There is a Portuguese proverb that reminds us that God writes straight with crooked lines. It is not usual to pass through life in a linear trajectory, going from success to success, always at the top of our game. The usual path of our life is more similar to a roller coaster with ups and downs, some gentle paths and some more erratic periods.
If we step back and see the long view and the big picture, we have the possibility of recognizing the Divine presence in the diverse movements of life. That takes careful discernment.
We likely know the simple reminders from spiritual writers such as the contemplative writer Thomas Merton and the martyr Archbishop Oscar Romero of El Salvador and the Jesuit scientist Pierre Teilhard de Chardin. They are worth remembering. Take a closer look at the context for each quote. They are easily Googled.
Many a praying person has been consoled by Merton’s words. “My Lord God, I have no idea where I am going. I do not see the road ahead of me. I cannot know for certain where it will end.”
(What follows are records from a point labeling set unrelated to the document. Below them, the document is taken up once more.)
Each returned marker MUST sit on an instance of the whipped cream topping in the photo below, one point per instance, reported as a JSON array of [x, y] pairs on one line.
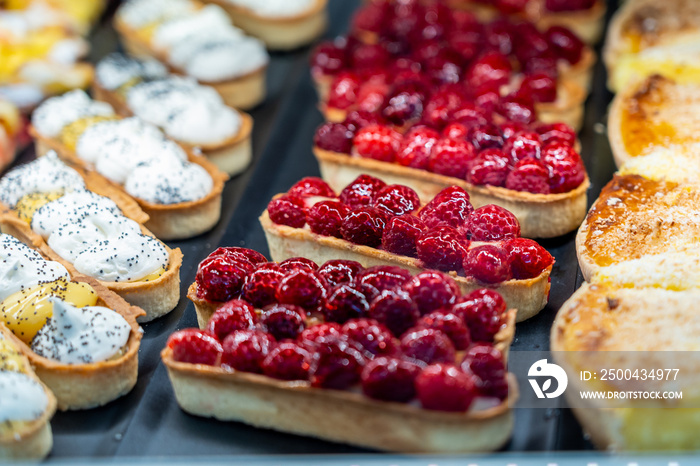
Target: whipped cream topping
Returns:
[[186, 110], [117, 69], [23, 399], [43, 175], [57, 112], [22, 267], [81, 335]]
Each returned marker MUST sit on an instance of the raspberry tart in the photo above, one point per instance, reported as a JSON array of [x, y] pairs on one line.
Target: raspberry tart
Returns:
[[330, 349], [378, 224], [534, 172]]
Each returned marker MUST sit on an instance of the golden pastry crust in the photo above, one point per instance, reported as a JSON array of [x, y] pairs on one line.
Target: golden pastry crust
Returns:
[[280, 33], [540, 215], [166, 221]]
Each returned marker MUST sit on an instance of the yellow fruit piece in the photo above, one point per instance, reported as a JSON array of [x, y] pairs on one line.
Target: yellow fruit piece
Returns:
[[30, 203], [26, 311]]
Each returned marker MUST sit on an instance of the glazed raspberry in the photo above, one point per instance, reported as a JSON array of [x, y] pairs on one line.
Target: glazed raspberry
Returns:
[[427, 345], [487, 263], [529, 175], [287, 210], [442, 248], [377, 142], [364, 226], [491, 167], [311, 186], [415, 147], [245, 350], [340, 271], [233, 315], [527, 258], [443, 387], [431, 290], [326, 217], [334, 137], [395, 309], [556, 133], [483, 311], [195, 346], [486, 136], [492, 223], [390, 379], [492, 68], [450, 207], [283, 321], [220, 278], [396, 199], [303, 287], [345, 302], [371, 335], [287, 361], [401, 234], [294, 263], [451, 157], [360, 192], [336, 363], [566, 170], [486, 363]]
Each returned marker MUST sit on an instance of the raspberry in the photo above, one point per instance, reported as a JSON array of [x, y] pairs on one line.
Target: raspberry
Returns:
[[451, 157], [394, 309], [345, 302], [431, 290], [195, 347], [326, 217], [450, 207], [527, 258], [371, 335], [334, 137], [401, 234], [486, 363], [311, 186], [427, 345], [442, 248], [220, 278], [360, 192], [529, 175], [390, 379], [364, 226], [483, 311], [396, 199], [233, 315], [414, 149], [287, 361], [340, 271], [304, 288], [245, 350], [336, 363], [261, 286], [487, 263], [288, 210], [443, 387], [492, 223], [490, 167]]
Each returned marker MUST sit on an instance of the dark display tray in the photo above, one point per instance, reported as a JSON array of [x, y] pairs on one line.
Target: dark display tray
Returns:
[[148, 422]]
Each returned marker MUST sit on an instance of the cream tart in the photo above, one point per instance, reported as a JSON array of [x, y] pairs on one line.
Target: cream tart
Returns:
[[47, 205], [341, 361], [180, 191], [199, 41], [379, 224], [280, 24], [189, 113]]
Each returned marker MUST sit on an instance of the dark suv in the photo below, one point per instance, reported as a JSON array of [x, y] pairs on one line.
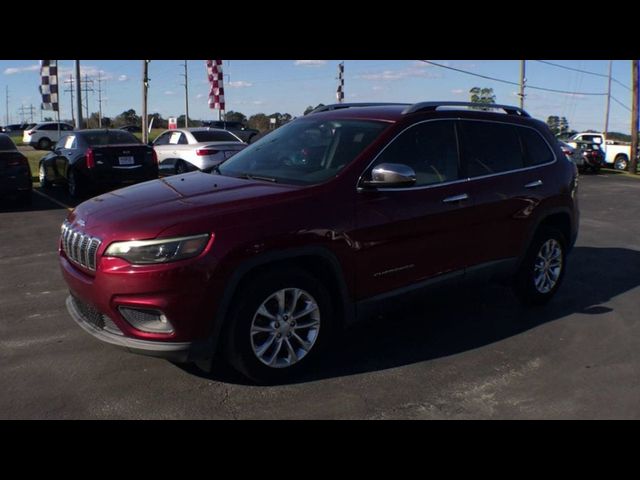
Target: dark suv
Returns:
[[306, 230]]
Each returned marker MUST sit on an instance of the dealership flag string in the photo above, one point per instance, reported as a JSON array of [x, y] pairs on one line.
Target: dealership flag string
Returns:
[[216, 94], [49, 84], [340, 91]]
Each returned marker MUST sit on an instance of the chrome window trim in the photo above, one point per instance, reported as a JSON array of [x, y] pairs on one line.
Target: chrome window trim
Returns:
[[460, 180]]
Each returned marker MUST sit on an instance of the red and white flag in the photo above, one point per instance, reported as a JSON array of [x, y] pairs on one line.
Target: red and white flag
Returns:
[[216, 93]]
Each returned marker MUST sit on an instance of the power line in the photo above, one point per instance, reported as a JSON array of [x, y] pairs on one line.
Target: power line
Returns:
[[583, 71], [620, 103], [571, 68], [566, 92]]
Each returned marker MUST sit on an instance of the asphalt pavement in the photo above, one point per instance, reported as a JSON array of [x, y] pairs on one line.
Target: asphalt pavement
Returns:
[[471, 354]]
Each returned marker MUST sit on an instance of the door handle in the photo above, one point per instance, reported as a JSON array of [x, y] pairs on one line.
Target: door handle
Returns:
[[456, 198]]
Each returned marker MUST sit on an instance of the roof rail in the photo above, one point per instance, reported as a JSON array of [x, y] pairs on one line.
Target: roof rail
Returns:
[[426, 106], [338, 106]]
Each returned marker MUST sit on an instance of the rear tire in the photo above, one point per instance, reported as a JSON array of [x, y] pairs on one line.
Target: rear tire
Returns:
[[75, 187], [181, 167], [260, 320], [543, 267], [42, 176]]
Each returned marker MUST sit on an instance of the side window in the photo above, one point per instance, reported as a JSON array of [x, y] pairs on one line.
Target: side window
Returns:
[[70, 142], [429, 148], [488, 148], [162, 139], [536, 149]]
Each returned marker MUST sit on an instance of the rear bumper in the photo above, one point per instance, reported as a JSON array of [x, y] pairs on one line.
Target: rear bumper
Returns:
[[175, 351]]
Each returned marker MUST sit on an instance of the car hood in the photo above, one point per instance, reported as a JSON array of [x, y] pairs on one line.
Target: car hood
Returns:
[[148, 209]]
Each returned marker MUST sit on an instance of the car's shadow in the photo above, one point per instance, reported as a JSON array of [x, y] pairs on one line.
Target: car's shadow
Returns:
[[465, 319]]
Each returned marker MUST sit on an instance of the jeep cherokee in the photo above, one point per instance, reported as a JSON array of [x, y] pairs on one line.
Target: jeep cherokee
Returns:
[[302, 232]]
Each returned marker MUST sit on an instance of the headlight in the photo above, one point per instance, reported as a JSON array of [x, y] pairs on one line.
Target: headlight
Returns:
[[158, 251]]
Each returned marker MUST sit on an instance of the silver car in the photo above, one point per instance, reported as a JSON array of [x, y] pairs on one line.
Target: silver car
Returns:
[[188, 149]]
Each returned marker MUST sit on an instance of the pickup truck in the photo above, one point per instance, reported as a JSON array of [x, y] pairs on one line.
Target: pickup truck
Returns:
[[616, 154]]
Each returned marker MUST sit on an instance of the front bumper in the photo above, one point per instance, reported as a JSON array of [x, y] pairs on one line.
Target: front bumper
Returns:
[[91, 322]]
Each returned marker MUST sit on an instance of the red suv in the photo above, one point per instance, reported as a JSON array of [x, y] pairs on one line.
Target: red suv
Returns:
[[306, 230]]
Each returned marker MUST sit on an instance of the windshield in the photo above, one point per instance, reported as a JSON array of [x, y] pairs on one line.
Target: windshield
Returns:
[[304, 152], [213, 136]]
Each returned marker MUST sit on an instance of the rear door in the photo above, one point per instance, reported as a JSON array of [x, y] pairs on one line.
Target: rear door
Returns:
[[408, 235], [505, 186]]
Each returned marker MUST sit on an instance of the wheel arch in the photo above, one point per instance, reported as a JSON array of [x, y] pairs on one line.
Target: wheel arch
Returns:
[[318, 261]]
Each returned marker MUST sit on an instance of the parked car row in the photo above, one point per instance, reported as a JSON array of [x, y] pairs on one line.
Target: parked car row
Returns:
[[587, 156], [15, 173]]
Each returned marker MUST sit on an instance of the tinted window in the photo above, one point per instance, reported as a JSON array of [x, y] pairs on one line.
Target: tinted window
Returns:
[[304, 152], [536, 149], [214, 136], [489, 148], [429, 148], [6, 143]]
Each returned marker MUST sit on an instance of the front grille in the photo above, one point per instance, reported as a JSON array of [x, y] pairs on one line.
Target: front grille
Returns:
[[94, 317], [78, 247]]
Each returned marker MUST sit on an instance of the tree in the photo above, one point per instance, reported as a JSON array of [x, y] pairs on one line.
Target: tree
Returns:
[[128, 117], [482, 96], [559, 126]]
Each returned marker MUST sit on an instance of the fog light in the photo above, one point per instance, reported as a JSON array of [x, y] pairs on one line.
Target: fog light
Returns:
[[152, 321]]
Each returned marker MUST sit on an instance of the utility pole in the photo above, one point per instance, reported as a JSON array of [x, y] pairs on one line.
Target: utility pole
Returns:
[[70, 90], [78, 97], [86, 82], [633, 164], [7, 104], [522, 82], [99, 99], [186, 95], [145, 88], [606, 117]]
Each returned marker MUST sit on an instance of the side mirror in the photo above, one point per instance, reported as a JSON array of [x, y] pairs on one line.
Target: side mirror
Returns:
[[391, 175]]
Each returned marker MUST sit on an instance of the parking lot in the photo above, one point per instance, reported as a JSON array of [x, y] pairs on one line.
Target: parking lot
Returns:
[[471, 354]]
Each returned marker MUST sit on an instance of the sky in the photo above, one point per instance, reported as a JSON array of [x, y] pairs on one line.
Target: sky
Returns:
[[290, 86]]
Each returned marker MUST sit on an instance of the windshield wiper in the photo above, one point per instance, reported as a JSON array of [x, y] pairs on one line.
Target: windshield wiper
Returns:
[[248, 176]]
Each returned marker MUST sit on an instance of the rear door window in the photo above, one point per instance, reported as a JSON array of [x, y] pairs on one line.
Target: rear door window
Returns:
[[488, 148], [537, 151]]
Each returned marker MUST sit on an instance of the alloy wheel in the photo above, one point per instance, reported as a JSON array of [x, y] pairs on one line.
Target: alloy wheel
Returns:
[[548, 266], [285, 327]]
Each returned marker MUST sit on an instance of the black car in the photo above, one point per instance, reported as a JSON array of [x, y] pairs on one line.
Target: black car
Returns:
[[15, 174], [132, 128], [237, 128], [86, 159]]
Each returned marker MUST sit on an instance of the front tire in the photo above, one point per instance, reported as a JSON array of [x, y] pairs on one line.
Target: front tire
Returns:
[[621, 162], [543, 267], [281, 323], [44, 144]]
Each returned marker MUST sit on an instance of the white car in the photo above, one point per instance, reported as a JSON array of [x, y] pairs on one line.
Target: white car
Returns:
[[188, 149], [43, 135]]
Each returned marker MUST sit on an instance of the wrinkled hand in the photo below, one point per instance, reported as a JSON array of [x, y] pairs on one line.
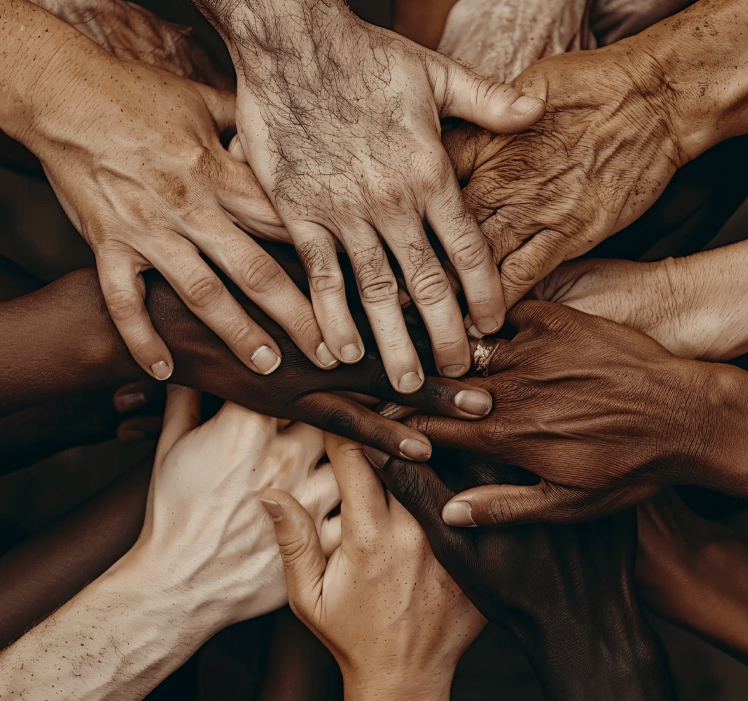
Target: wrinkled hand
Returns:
[[598, 159], [132, 33], [394, 619], [340, 122], [205, 525], [566, 592], [137, 163], [602, 413]]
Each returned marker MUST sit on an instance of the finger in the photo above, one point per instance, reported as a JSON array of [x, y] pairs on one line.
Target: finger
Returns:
[[531, 262], [303, 559], [349, 419], [431, 292], [415, 486], [220, 103], [363, 502], [468, 251], [209, 300], [379, 295], [260, 277], [316, 250], [181, 415], [124, 294], [136, 395], [494, 106]]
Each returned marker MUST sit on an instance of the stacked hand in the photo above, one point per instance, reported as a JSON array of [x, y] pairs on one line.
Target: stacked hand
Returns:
[[394, 619], [565, 592]]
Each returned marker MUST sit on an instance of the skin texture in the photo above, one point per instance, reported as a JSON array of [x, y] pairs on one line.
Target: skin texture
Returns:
[[566, 592], [77, 348], [603, 414], [206, 558], [620, 121], [168, 177], [694, 306], [340, 122], [393, 618], [693, 573]]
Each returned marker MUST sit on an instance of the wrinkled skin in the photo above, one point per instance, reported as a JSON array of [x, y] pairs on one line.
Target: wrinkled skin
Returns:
[[694, 573], [603, 414], [566, 592], [340, 122], [394, 619], [598, 159]]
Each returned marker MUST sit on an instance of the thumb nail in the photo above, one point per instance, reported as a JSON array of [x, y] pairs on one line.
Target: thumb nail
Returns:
[[458, 513], [525, 104], [273, 508]]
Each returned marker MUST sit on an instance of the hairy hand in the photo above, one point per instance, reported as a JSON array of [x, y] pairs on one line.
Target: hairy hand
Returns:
[[598, 159], [340, 122], [602, 413], [394, 619], [566, 592]]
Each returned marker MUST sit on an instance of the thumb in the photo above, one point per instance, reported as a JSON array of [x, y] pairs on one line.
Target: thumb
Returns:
[[494, 106], [303, 559], [221, 104]]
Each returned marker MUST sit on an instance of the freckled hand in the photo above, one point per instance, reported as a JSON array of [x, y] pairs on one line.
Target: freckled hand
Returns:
[[340, 122]]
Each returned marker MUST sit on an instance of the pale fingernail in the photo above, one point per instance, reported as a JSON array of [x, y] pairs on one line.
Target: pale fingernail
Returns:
[[526, 103], [273, 508], [161, 370], [377, 458], [473, 401], [458, 513], [487, 324], [265, 359], [410, 382], [324, 356], [454, 370], [412, 449], [130, 402], [351, 353]]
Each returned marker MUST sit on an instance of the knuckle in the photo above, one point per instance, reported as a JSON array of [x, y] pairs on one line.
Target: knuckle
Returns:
[[261, 273], [430, 286], [201, 288]]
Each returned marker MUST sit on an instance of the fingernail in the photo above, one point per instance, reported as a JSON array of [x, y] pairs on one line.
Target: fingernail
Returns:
[[412, 449], [128, 435], [130, 402], [473, 401], [377, 458], [161, 370], [487, 324], [453, 370], [265, 359], [273, 508], [351, 353], [324, 356], [525, 103], [458, 513], [410, 382]]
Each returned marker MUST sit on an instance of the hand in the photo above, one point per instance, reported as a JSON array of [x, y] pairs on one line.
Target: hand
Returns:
[[603, 414], [132, 33], [394, 619], [600, 157], [693, 572], [165, 194], [340, 122], [566, 592], [205, 525]]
Romero’s words are helpful for those who can be impatient to solve intractable social issues: “It helps, now and then, to step back and take a long view. … We plant the seeds that one day will grow. We water seeds already planted. We lay foundations that will need further development.”
de Chardin speaks of patient trust in the face of the slow work of God. “Above all, trust in the slow work of God. We are quite naturally impatient in everything to reach the end without delay. We should like to skip the intermediate stages.”
The prayers of these spiritual giants have taken many of us closer to a desire for God. One or more of these generally speak to a person who is praying. We all have our favourite spiritual writings. Remind yourself why your favourite is so important for you and allow it to serve as a mantra today.